In operation the materials transport and distributor apparatus performs as follows. As shown in FIG. 1 the bucket 14 is rotated by the action of the operator of vehicle 10 moving the handling arms 16 and 18. The vehicle is driven by the operator to approach a load of material 12 with the bucket opening parallel to and close to the surface. The bucket 14 scoops up a load of material. The operator then rotates bucket 14 so the mouth is in a relatively upward position and the vehicle can travel to the fill site without spilling the material.
The vehicle 10 travels to the trench or other fill or distribution area for the material. As shown in FIG. 2, the vehicle is aligned parallel to the trench 46 and the opening of chute 40 is aligned over the trench 46. When the bucket 14 is in the upright position the opening of chute 40 is in a downward direction. The dispensing pipe 22 extends sideways from the bucket 14 so that the vehicle 10 can travel alongside the excavation without getting too close to operate.

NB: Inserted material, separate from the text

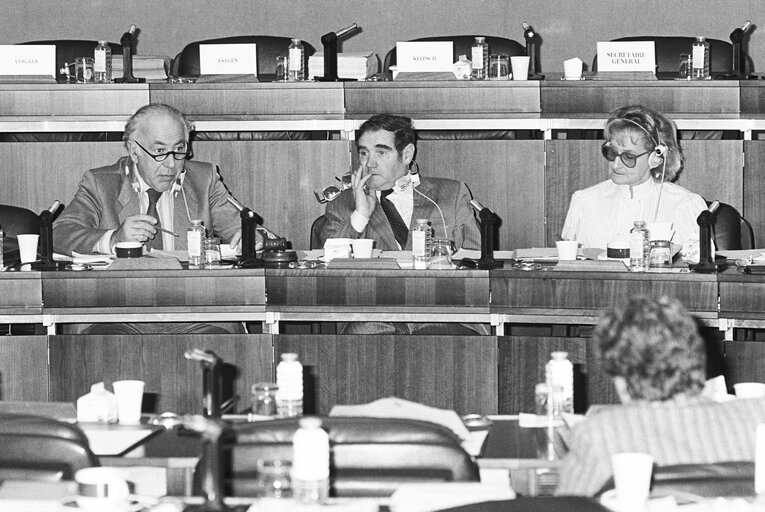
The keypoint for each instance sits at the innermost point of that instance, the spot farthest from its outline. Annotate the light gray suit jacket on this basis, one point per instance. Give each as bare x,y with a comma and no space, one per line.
451,195
106,198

When the operator has the chute 40 properly aligned, the motor 30 is actuated to rotate the auger shaft 42. The rotation of the auger 20 causes the material to travel along the path of the auger 48 from the inside of the bucket 14, through the dispensing pipe 22 and out chute 40 as shown in FIG. 2. The auger extends from the length of the bucket 14 to the chute area.
As the auger 20 is rotated, the vehicle 10 travels at the desired rate of speed parallel to the trench. The fill materials is delivered at the rate needed for the project. A uniform fill can be achieved with the apparatus of this invention. Once the load of material is delivered to process is repeated.
While the preferred embodiment and alternative embodiment of the invention has been described, it will be understood that various modifications of the invention can be made without departing from the principles of the invention.